Witam,
kilka dni temu, podczas pełnienia służby na podziale bojowym, wyjechałem jako ratownik to przerwanego przez koparkę gazociągu średniego ciśnienia. Działania na miejscu polegały na ewakuowaniu najbliższych domów (3 domu, najbliższy około 12 m od wycieku), ustawieniu kurtyny wodnej od strony zawietrznej wycieku (wiał bardzo silny wiatr) oraz przygotowanie linii gaśniczej do zabezpieczenia. Na miejsce przyjechały dwa samochody z gazowni (4 osoby).

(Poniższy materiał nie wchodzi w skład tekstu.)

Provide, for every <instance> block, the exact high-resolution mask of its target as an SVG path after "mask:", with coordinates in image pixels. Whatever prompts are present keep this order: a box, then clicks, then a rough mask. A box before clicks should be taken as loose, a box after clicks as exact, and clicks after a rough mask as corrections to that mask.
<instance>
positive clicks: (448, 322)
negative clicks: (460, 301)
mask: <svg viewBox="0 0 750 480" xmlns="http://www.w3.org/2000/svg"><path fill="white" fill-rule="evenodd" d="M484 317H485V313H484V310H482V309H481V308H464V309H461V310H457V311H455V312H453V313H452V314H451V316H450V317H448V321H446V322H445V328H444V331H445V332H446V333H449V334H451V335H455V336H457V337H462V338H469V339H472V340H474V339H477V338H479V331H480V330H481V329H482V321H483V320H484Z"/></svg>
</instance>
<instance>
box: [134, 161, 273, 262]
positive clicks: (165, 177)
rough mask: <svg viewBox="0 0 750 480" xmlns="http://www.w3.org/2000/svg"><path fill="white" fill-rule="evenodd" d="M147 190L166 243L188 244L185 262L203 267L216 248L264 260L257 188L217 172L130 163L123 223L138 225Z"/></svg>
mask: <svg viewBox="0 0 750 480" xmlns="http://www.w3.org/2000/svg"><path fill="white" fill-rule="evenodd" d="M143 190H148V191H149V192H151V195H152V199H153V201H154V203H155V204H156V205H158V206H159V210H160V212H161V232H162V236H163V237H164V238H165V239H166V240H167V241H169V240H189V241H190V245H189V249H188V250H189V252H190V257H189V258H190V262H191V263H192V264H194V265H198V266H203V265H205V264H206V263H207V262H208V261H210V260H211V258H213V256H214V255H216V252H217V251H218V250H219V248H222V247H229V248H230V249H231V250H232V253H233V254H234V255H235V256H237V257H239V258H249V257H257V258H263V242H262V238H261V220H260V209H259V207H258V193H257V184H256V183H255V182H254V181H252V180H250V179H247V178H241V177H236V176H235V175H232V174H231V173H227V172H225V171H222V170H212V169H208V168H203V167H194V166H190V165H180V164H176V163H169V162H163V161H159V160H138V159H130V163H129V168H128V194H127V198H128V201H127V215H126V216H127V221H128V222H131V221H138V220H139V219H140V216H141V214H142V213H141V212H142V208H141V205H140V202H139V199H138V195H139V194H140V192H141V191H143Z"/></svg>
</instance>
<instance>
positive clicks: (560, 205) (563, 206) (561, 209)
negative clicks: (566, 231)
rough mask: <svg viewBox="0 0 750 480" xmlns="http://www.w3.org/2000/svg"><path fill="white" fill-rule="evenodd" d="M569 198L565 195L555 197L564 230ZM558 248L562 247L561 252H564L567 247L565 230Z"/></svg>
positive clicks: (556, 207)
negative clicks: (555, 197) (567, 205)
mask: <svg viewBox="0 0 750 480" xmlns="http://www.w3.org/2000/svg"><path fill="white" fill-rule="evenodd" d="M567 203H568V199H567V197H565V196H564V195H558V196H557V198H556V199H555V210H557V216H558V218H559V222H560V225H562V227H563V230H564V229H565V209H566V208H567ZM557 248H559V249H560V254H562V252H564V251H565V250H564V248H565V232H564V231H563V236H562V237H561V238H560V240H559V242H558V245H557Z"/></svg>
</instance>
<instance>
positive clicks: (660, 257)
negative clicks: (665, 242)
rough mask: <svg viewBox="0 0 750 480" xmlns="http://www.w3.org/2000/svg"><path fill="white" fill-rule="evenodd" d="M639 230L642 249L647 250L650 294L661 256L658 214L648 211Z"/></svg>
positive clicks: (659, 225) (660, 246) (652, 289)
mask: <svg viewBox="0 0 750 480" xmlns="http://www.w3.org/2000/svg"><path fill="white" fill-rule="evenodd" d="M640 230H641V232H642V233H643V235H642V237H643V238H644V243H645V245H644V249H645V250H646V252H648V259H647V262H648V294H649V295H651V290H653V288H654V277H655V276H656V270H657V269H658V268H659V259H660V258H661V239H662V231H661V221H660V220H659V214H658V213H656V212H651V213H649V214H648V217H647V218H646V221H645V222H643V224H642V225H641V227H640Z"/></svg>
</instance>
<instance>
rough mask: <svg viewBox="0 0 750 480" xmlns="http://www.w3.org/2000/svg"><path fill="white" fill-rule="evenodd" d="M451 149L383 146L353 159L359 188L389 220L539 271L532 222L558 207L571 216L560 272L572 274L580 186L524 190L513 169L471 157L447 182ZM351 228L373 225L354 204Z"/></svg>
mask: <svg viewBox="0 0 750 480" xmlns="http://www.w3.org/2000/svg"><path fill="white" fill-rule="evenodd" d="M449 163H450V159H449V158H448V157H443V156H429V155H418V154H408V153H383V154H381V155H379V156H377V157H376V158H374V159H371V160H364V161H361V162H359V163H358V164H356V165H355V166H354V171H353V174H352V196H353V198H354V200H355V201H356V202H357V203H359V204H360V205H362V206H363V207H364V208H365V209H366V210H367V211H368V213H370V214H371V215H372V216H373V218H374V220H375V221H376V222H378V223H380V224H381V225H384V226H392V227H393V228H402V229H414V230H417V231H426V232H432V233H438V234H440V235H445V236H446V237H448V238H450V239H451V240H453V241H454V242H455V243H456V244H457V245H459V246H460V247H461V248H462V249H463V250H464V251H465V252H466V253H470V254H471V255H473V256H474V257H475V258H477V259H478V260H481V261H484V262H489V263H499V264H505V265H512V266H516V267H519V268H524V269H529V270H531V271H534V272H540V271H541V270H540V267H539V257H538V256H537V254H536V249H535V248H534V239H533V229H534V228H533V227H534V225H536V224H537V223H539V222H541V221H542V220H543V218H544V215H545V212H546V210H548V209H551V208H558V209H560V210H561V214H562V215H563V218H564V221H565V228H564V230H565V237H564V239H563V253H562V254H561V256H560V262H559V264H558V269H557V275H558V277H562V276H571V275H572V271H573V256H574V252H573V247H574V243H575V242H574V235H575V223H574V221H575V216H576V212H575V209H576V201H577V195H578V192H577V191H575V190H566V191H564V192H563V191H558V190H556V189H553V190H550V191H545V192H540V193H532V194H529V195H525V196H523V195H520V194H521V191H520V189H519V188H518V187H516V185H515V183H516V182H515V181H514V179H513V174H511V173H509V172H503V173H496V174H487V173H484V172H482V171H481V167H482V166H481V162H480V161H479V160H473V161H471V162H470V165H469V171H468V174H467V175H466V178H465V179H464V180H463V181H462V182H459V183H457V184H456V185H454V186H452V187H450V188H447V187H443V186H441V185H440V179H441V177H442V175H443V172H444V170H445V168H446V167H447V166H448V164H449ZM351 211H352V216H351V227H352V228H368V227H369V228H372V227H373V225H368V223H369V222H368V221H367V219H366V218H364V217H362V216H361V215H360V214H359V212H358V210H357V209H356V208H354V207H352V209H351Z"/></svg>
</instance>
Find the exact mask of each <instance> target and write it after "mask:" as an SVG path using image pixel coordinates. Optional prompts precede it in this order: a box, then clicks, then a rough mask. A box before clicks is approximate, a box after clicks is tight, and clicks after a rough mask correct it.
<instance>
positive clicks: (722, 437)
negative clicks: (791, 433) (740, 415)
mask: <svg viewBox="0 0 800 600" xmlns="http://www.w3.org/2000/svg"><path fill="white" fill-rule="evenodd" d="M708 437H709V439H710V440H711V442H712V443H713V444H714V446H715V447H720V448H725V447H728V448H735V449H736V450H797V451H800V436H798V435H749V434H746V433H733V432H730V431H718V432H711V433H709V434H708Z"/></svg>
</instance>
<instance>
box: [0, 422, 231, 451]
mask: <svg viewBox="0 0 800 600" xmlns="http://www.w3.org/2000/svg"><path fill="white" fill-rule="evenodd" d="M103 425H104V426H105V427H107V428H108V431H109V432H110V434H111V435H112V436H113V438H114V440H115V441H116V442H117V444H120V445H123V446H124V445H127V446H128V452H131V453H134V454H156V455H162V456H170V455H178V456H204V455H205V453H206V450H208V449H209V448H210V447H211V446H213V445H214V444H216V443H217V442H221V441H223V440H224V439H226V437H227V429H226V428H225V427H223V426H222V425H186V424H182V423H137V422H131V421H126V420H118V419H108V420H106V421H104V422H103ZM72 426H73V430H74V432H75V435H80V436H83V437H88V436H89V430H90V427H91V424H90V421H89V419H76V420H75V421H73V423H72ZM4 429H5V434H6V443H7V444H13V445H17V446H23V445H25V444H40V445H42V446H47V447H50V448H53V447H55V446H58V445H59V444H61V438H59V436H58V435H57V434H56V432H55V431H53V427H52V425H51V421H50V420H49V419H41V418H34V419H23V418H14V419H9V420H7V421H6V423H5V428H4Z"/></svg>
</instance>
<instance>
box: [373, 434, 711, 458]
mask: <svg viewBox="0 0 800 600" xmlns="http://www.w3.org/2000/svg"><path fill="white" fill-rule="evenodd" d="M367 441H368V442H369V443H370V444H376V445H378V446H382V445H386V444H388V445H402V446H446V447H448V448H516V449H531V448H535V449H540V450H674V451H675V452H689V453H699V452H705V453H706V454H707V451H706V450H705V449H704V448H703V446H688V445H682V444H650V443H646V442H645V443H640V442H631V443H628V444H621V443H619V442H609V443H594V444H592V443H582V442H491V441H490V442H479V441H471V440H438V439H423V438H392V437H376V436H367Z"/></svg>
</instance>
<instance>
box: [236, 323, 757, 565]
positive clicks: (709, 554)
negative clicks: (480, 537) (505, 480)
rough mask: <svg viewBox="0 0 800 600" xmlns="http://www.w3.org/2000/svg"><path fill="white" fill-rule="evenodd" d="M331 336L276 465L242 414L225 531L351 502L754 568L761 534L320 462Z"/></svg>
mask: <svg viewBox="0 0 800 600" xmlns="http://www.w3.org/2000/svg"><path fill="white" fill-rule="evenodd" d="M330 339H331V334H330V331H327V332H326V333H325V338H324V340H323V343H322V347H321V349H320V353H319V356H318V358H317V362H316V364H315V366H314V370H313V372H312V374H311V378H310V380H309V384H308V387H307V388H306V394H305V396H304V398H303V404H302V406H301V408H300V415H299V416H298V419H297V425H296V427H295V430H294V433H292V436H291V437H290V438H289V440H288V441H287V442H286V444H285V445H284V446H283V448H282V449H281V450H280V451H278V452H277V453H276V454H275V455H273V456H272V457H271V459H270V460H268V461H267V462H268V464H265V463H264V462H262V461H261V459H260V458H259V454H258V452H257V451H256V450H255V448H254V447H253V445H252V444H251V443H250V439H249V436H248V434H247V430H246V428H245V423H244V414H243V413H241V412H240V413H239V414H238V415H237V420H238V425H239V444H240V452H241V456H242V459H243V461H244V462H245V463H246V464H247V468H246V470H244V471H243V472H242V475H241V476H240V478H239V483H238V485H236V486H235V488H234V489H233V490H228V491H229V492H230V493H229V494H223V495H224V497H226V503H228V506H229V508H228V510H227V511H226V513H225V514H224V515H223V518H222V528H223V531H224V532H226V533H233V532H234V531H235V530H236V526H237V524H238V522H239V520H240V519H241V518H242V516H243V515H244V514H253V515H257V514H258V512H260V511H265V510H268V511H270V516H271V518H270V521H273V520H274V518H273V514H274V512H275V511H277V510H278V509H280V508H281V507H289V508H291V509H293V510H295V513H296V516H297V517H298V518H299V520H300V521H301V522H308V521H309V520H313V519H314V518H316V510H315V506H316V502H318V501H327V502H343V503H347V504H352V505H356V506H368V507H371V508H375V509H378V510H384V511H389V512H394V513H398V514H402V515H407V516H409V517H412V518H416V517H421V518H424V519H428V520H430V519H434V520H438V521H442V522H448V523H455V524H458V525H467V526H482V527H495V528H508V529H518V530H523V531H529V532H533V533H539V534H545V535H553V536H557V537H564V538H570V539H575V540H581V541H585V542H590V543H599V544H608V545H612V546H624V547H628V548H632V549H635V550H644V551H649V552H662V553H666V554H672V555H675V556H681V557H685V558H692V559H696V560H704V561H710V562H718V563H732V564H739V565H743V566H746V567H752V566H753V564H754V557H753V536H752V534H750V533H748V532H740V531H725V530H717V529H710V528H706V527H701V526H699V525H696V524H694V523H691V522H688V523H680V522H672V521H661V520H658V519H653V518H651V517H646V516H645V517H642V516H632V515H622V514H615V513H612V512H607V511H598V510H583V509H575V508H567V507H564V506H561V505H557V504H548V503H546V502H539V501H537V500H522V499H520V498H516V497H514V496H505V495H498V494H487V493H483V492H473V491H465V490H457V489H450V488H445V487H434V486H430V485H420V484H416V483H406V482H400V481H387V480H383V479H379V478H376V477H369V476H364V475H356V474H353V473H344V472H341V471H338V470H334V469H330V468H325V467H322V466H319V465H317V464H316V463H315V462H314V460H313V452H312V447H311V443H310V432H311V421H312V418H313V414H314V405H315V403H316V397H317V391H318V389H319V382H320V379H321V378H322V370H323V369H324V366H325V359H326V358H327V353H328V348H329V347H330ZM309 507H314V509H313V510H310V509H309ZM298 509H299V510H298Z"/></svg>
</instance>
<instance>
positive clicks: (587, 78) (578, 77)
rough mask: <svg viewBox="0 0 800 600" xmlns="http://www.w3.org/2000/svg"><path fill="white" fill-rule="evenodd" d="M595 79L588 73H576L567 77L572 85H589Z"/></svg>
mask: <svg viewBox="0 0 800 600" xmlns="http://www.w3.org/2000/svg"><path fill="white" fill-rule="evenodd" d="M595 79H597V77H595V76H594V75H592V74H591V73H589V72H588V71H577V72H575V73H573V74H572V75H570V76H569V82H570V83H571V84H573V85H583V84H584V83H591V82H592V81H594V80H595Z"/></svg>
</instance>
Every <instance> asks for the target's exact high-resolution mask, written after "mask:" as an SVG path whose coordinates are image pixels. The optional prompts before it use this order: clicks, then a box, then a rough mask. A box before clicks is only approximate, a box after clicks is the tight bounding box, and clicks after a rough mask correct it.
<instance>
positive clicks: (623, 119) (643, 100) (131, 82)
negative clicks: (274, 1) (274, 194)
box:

Dowódca akcji rozkazał swoim podwładnym w tym mnie, za pomocą berylowych łopat, odkopanie uszkodzonego gazociągu w celu uszczelnienia go. Miernik wielogazowy około 2 metrów od strony nawietrznej wycieku ,,szalał,, a panowie z gazowni stwierdzili, że nie zakręcą zaworu głównego, ponieważ później będą musieli sprawdzać przez tydzień instalacje we wszystkich domach odciętych- niby takie przepisy dotyczące sprawdzania.
Jako ratownicy, nie chcieliśmy wykonać rozkazu kopania dziury, z której wydobywał się gaz. Zaznaczę, ze Panowie z gazowni, stojąc na około wycieku, gadali przez telefony komórkowe z przełożonymi.
Oczywiście po akcji, dowódca przyczepił się do nas, dlaczego ociągaliśmy się przy robocie oraz staliśmy przy prądownicy (w bezpiecznej odległości),
I tu moje pytanie: Czy według Was, dowódca podjął właściwą decyzje o kopaniu, gdzie z pod nóg wylatywał gaz? Czy stworzył sytuacje zagrażającą naszemu zdrowiu czy życiu? Czy mogliśmy nie wykonać rozkazu?